The judge found enough substance to the competition, enrichment and infringement allegations for those counts to survive her review. Ellis said plaintiff plausibly argued his name has the status of a trademark, which is needed for the suit to go forth, and adequately alleged defendant sowed confusion around that trademark by misappropriating plaintiff’s credentials, which included giving interviews to journalists who wrongly believed he was the plaintiff.

“This confusion alone suggests that Plaintiff’s name acquired the qualities of a mark,” Ellis said.

However, Ellis tossed the trademark dilution count, applying the criteria of the Federal Trademark Dilution Act.

“It may well be true that Plaintiff has become ‘famous in the field of pain medicine.’ But Congress specifically amended the FTDA to eliminate ‘niche fame' and instead ‘uses the general consuming public’ as the benchmark.
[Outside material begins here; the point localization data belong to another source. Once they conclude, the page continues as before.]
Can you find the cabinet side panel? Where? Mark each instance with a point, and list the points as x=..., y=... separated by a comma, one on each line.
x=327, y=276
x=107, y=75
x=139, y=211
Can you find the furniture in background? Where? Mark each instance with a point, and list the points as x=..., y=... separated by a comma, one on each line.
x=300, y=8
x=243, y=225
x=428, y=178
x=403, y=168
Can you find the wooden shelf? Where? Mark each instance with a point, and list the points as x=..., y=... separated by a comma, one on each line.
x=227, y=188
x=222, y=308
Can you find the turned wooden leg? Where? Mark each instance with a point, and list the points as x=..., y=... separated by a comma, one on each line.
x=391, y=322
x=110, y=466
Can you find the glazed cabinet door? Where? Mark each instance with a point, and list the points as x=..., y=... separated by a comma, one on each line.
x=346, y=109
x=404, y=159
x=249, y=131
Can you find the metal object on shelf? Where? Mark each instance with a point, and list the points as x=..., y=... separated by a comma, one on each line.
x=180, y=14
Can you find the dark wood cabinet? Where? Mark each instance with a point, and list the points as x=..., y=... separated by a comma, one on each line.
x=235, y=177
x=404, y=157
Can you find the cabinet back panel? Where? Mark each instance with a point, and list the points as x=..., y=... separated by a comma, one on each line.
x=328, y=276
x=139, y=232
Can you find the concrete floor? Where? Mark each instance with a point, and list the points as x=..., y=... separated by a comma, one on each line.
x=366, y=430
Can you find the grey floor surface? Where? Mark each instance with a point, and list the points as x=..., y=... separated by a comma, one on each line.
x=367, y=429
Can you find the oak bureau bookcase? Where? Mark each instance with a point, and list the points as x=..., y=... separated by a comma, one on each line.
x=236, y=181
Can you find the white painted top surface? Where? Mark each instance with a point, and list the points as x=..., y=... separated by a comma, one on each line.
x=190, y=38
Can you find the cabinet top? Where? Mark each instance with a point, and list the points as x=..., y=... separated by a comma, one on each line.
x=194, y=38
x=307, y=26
National or even international publicity is not enough,” Ellis said, quoting plaintiff's words and from a 2012 opinion by the U.S. Court of Appeals for the Federal Circuit.

As an example, Ellis pointed to a suit by the University of Texas concerning alleged misuse of its longhorn logo, in which a federal appellate court found the logo only had “niche fame,” despite millions of dollars in licensing royalties, retail sales of nearly $400 million and the logo’s display during nationally televised games.

A status hearing is set for Dec. 10.

Bortz Law Firm, of Chicago, is representing plaintiff.

Defendant is represented by the Chicago firm of Flachsbart & Greenspoon.